Leprince C, Draves K E, Geahlen R L, Ledbetter J A, Clark E A
Department of Microbiology, University of Washington, Seattle 98195.
Proc Natl Acad Sci U S A. 1993 Apr 15;90(8):3236-40. doi: 10.1073/pnas.90.8.3236.
The B-cell surface molecule CD22, when cross-linked, modulates signaling through the surface IgM (sIgM)-B-cell receptor (BCR) complex. Here we analyzed the basis of this interaction between CD22 and the human sIgM complex. After lysis of B cells or B-cell lines in digitonin, CD22 coimmunoprecipitated a kinase activity that in vitro-phosphorylated two polypeptides of 150 and 130 kDa on tyrosine residues. By immunoblot analysis with a rabbit anti-serum specific for a synthetic peptide of CD22, we found these proteins to be CD22 itself. Furthermore, the phosphorylated 150-kDa CD22 was found in the sIgM-BCR complex maintained by digitonin, along with Ig alpha/mb-1, Ig beta/B29, and a 75-kDa polypeptide precipitated by an antiserum specific to protein-tyrosine kinase PTK72. CD22 is likely to be an important signaling partner in the sIgM-BCR complex since it is very rapidly and strikingly phosphorylated after sIgM is cross-linked and since it contains the antigen recognition homology I (ARHI) motif, present in other antigen receptor molecules.
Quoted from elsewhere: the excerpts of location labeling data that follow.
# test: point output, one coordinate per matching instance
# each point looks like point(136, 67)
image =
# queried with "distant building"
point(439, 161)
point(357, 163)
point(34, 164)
B细胞表面分子CD22在交联后,可调节通过表面IgM(sIgM)-B细胞受体(BCR)复合物的信号传导。在此,我们分析了CD22与人sIgM复合物之间这种相互作用的基础。在用洋地黄皂苷裂解B细胞或B细胞系后,CD22通过免疫共沉淀得到一种激酶活性,该活性在体外可使两条分别为150 kDa和130 kDa的多肽在酪氨酸残基上发生磷酸化。通过用针对CD22合成肽的兔抗血清进行免疫印迹分析,我们发现这些蛋白就是CD22本身。此外,在由洋地黄皂苷维持的sIgM-BCR复合物中发现了磷酸化的150 kDa CD22,同时还有Igα/mb-1、Igβ/B29以及由针对蛋白酪氨酸激酶PTK72的抗血清沉淀出的一条75 kDa多肽。CD22可能是sIgM-BCR复合物中一个重要的信号传导伙伴,因为在sIgM交联后它会非常迅速且显著地发生磷酸化,并且它含有存在于其他抗原受体分子中的抗原识别同源性I(ARHI)基序。